Sand is pouring from a pipe at the rate of $12{\rm{c}}{{\rm{m}}^{\rm{3}}}{\rm{/s}}$. The falling sand forms a cone on the ground in such a way that the height of the cone is always one-sixth of the radius of the base. How fast is the height of the sand cone increasing when the height is $4{\rm{ cm}}$?

Let us assume that at any instant of time $t$, the radius of the base of the cone be $r$, its height be $h$ and the volume of the sand cone be $V$, then $h = \cfrac{1}{6}r \Rightarrow r = 6h$
and $V = \cfrac{1}{3}\pi {r^2}h = \cfrac{1}{3}\pi {(6h)^2}h = 12\pi {h^3}$ …(i)
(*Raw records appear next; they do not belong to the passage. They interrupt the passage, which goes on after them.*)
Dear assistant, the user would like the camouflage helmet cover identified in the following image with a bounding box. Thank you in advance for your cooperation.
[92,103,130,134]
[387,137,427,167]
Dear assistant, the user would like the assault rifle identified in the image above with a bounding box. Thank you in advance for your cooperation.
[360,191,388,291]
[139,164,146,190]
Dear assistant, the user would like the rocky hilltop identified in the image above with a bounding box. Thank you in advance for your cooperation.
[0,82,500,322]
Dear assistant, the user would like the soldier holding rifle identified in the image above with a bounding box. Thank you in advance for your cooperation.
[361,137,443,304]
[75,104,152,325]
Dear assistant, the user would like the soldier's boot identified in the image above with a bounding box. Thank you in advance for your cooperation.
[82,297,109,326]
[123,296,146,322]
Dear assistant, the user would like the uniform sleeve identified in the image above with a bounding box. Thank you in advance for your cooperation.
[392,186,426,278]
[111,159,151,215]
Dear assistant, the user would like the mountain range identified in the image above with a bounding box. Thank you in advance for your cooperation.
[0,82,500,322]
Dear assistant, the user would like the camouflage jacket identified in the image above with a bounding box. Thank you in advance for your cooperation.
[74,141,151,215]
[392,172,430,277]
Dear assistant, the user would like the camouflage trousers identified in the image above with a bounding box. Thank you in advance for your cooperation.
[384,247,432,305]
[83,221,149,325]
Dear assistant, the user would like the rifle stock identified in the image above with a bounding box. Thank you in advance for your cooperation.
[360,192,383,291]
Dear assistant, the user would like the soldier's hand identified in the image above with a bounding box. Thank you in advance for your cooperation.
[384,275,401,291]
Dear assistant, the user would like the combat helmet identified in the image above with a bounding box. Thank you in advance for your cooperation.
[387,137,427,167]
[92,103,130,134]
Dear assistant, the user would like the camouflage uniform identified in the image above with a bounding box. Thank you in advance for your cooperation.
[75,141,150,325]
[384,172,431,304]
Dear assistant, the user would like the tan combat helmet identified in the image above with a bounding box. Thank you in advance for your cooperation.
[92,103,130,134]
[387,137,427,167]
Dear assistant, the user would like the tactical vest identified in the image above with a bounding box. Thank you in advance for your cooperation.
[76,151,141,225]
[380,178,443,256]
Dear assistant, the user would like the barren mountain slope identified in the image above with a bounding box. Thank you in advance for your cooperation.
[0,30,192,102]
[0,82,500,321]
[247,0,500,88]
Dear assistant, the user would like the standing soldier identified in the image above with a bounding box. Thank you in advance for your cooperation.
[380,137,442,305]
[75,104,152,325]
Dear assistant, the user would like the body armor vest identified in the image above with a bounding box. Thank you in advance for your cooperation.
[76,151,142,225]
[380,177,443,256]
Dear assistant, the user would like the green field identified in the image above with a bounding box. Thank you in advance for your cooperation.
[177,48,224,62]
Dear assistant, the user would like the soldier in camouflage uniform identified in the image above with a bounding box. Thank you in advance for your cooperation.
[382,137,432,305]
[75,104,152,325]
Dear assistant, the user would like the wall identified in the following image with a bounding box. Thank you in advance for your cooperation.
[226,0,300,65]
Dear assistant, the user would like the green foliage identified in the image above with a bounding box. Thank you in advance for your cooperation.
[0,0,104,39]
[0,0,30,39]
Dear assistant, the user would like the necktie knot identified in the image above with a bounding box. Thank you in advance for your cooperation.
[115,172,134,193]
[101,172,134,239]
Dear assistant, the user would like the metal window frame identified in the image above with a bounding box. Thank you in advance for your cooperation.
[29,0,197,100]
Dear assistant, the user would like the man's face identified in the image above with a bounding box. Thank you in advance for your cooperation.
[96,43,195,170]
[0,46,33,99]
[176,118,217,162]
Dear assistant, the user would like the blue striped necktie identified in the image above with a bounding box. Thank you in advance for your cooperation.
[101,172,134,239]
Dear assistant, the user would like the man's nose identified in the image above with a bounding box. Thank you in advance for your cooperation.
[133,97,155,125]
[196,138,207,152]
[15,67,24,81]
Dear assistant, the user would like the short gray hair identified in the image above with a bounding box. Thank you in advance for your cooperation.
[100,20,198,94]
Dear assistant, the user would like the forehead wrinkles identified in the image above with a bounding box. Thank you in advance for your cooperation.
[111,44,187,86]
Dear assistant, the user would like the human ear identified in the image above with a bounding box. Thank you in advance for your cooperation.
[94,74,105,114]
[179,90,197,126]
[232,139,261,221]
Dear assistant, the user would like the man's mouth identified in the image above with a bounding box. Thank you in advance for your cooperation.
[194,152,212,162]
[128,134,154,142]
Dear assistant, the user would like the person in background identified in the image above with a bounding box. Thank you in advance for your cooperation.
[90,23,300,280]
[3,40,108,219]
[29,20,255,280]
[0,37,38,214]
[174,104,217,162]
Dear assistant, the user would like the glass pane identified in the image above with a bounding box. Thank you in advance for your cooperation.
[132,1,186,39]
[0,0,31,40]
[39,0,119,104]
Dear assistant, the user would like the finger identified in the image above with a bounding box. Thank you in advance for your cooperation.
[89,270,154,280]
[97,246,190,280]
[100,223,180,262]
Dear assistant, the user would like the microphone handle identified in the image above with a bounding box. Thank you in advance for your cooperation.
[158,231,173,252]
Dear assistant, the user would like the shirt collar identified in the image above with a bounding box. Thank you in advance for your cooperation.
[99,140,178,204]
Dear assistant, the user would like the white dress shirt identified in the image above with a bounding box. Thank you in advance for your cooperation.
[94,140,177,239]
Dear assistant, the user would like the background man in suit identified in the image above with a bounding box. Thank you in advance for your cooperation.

Differentiating (i) w.r.t. $t$, we get $\cfrac{{dV}}{{dt}} = \left( {12\pi } \right)\left( {3{h^2}\cfrac{{dh}}{{dt}}} \right)$

$\Rightarrow 12{\rm{c}}{{\rm{m}}^{\rm{3}}}{\rm{/sec}} = 36\pi {\left( {4{\rm{cm}}} \right)^2}\cfrac{{dh}}{{dt}}$

$\Rightarrow \cfrac{{dh}}{{dt}} = \cfrac{{12}}{{36\pi \times 16}}{\rm{cm/sec}} = \cfrac{1}{{48\pi }}{\rm{cm/sec}}$

Therefore the rate of increase of the height of the sand cone $= \cfrac{1}{{48\pi }}$ cm/sec.